A small follow-up to 1.4.6 in response to user feedback against the new re-frame.macros namespace introduced there. Two themes: complete the mirror so it's actually a drop-in for re-frame.core, and fold in a parallel mirror for re-frame.alpha. The re-frame.macros namespace itself has been renamed to better describe what it is (see Changed below).

Changed

  • Namespace rename: re-frame.macrosre-frame.core-instrumented. The instrumented mirror of re-frame.core introduced in 1.4.6 has been renamed to better describe what it is rather than how it's implemented. The re-frame.macros namespace is gone — change your :require from [re-frame.macros :as rf] to [re-frame.core-instrumented :as rf]. Behaviour is unchanged.

Added

  • re-frame.core-instrumented is now a complete drop-in for re-frame.core. The 1.4.6 cut covered 8 source-meta-capturing surfaces (dispatch, dispatch-sync, subscribe, reg-event-db/-fx/-ctx, reg-sub, reg-fx); user feedback flagged that reg-sub-raw was missing, and that the partial coverage broke the alias-swap pattern for any real-world app that also touched clear-event, inject-cofx, path, console, etc. This release brings the namespace to parity:
  • New source-meta-capturing macros: reg-sub-raw, reg-cofx, reg-event-error-handler, dispatch-with, dispatch-sync-with, dispatch-and-settle. Each decorates the registered handler / dispatched vector with {:file :line} under the appropriate registrar kind.
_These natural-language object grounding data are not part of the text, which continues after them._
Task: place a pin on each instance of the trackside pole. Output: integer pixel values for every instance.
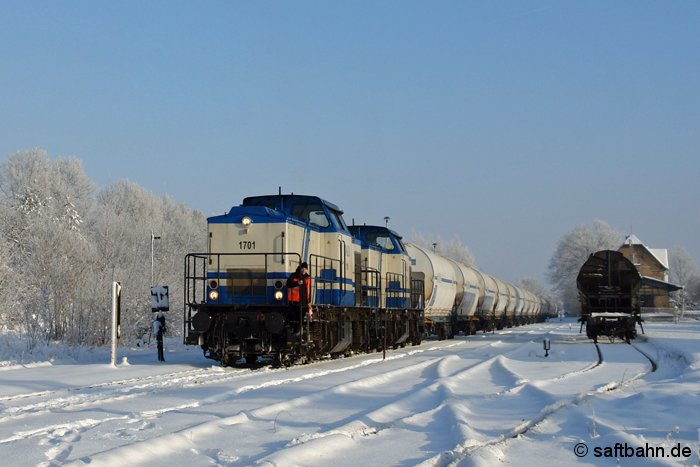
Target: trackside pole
(116, 316)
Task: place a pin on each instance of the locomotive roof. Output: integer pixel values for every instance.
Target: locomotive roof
(360, 229)
(279, 201)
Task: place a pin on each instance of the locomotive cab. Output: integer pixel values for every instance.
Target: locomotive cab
(236, 299)
(384, 272)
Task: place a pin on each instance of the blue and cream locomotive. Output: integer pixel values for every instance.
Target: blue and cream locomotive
(237, 305)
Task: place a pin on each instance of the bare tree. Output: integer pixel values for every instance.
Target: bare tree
(572, 251)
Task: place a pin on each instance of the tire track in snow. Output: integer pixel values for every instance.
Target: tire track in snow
(186, 438)
(468, 448)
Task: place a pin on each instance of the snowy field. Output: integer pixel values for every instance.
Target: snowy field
(490, 399)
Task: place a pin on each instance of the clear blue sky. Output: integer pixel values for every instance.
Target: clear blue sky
(507, 123)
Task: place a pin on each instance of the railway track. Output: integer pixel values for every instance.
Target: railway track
(503, 374)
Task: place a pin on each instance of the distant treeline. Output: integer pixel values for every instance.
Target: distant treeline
(63, 241)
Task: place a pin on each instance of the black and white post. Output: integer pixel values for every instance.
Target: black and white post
(154, 237)
(116, 317)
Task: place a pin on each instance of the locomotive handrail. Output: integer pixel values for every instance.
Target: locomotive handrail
(197, 275)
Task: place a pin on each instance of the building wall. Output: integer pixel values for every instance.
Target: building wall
(648, 265)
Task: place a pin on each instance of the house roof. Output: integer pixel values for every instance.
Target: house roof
(659, 254)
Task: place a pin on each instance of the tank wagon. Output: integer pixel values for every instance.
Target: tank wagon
(608, 286)
(368, 289)
(462, 299)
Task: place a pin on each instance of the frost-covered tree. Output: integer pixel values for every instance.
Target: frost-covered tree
(683, 271)
(572, 251)
(127, 216)
(44, 204)
(62, 245)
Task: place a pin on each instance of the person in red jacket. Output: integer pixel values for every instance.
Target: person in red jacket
(299, 289)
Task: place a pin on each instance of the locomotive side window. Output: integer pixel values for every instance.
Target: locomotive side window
(311, 214)
(318, 218)
(339, 220)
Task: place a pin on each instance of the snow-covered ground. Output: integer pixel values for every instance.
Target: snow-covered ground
(487, 399)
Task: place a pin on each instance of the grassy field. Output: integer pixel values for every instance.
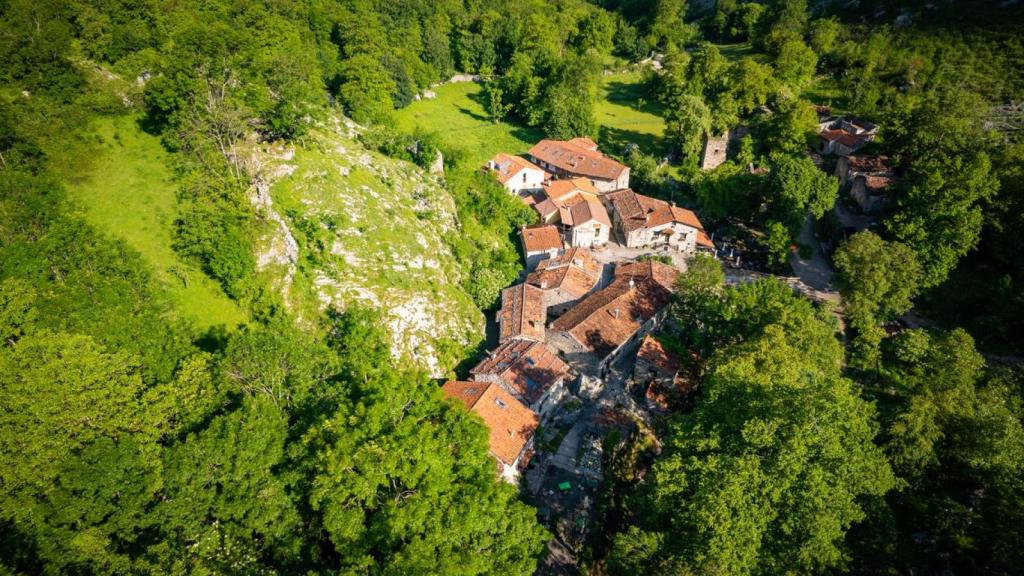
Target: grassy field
(127, 191)
(457, 114)
(625, 115)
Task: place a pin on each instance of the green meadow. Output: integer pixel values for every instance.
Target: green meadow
(623, 114)
(127, 191)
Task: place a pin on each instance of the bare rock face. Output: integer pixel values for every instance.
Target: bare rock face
(437, 166)
(345, 225)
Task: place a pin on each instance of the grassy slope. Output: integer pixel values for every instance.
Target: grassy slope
(371, 230)
(626, 115)
(128, 193)
(458, 116)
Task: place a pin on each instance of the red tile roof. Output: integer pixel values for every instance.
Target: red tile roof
(510, 423)
(576, 159)
(559, 190)
(604, 320)
(654, 353)
(574, 273)
(868, 164)
(541, 239)
(505, 166)
(522, 314)
(529, 369)
(637, 211)
(584, 142)
(583, 208)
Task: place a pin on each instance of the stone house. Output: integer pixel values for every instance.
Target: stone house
(645, 221)
(845, 135)
(565, 279)
(867, 178)
(655, 364)
(716, 150)
(529, 371)
(540, 243)
(608, 323)
(522, 315)
(518, 175)
(510, 423)
(580, 158)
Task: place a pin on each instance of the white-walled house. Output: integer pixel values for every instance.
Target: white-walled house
(510, 423)
(518, 175)
(644, 221)
(539, 243)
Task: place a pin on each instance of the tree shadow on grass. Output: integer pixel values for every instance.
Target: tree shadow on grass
(633, 95)
(615, 140)
(473, 115)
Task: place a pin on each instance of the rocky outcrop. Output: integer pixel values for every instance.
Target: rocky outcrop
(346, 225)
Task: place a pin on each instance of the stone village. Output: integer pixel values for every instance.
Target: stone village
(577, 346)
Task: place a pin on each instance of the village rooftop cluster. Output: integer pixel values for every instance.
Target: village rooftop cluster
(585, 300)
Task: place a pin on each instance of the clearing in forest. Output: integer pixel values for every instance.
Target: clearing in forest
(457, 115)
(128, 192)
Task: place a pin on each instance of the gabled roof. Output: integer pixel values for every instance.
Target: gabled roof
(637, 211)
(541, 239)
(505, 166)
(522, 314)
(583, 208)
(877, 184)
(576, 273)
(584, 142)
(609, 317)
(510, 423)
(573, 158)
(654, 353)
(559, 190)
(868, 164)
(529, 369)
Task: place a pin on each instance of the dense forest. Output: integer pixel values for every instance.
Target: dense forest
(138, 441)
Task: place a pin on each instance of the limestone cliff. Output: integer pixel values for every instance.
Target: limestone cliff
(344, 224)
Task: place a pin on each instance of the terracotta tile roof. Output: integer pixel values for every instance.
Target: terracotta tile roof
(574, 272)
(505, 166)
(583, 208)
(868, 164)
(510, 423)
(877, 183)
(545, 207)
(664, 275)
(852, 140)
(833, 135)
(705, 240)
(637, 211)
(652, 352)
(609, 317)
(529, 369)
(572, 158)
(541, 239)
(584, 142)
(522, 314)
(558, 190)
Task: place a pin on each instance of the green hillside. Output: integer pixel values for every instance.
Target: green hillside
(369, 230)
(128, 192)
(458, 116)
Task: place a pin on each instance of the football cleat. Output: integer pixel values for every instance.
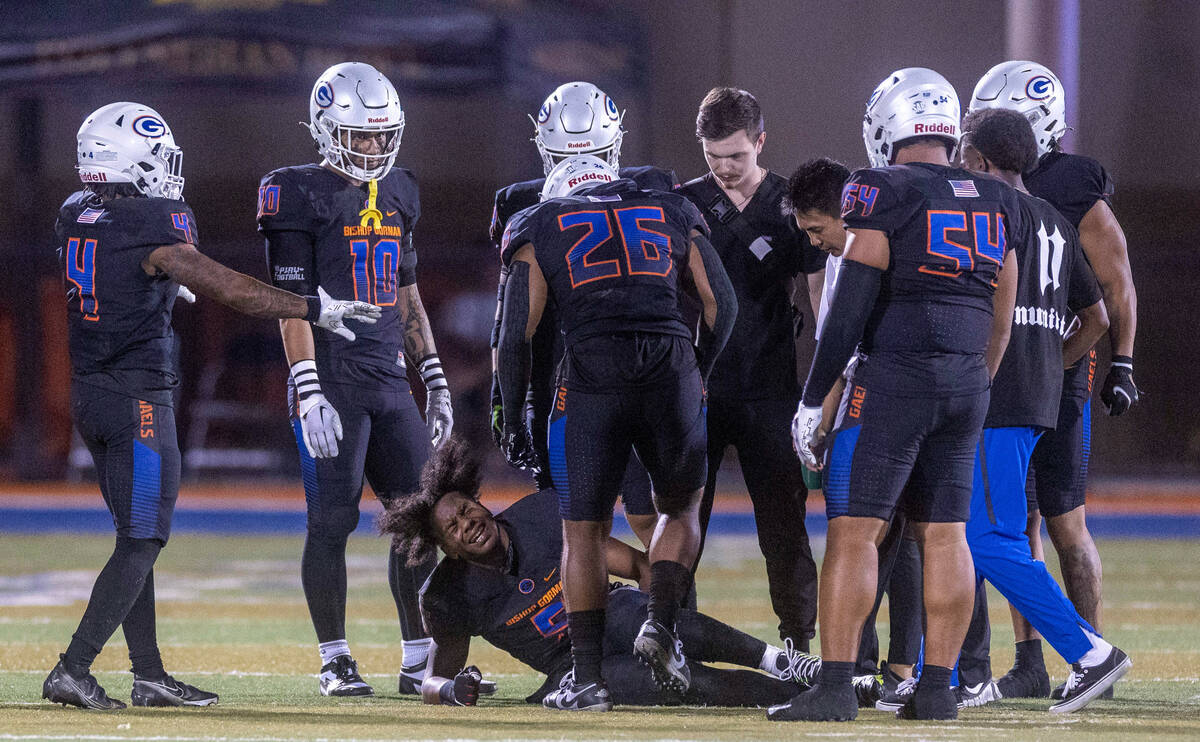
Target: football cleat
(1025, 683)
(169, 692)
(570, 696)
(1085, 684)
(981, 694)
(658, 648)
(796, 665)
(341, 676)
(61, 687)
CLJS production builds (goog.DEBUG=false) DCE the meta-attach branch the same way the existing macros do.
  • Pure passthroughs (def re-exports): every other public re-frame.core symbol is re-exported as a def so the alias swap covers the full surface — clear-event, clear-sub, clear-fx, clear-cofx, clear-subscription-cache!, clear-global-interceptor, inject-cofx, path, enrich, after, on-changes, ->interceptor, debug, unwrap, trim-v, reg-global-interceptor, set-loggers!, console, tag-schema, validate-trace?, set-validate-trace!, register-trace-cb, remove-trace-cb, register-epoch-cb, remove-epoch-cb, assemble-epochs, version, query-v-for-reaction, live-query-vs, get-coeffect, assoc-coeffect, get-effect, assoc-effect, enqueue, make-restore-fn, purge-event-queue, add-post-event-callback, remove-post-event-callback, plus the legacy register-handler / register-sub aliases.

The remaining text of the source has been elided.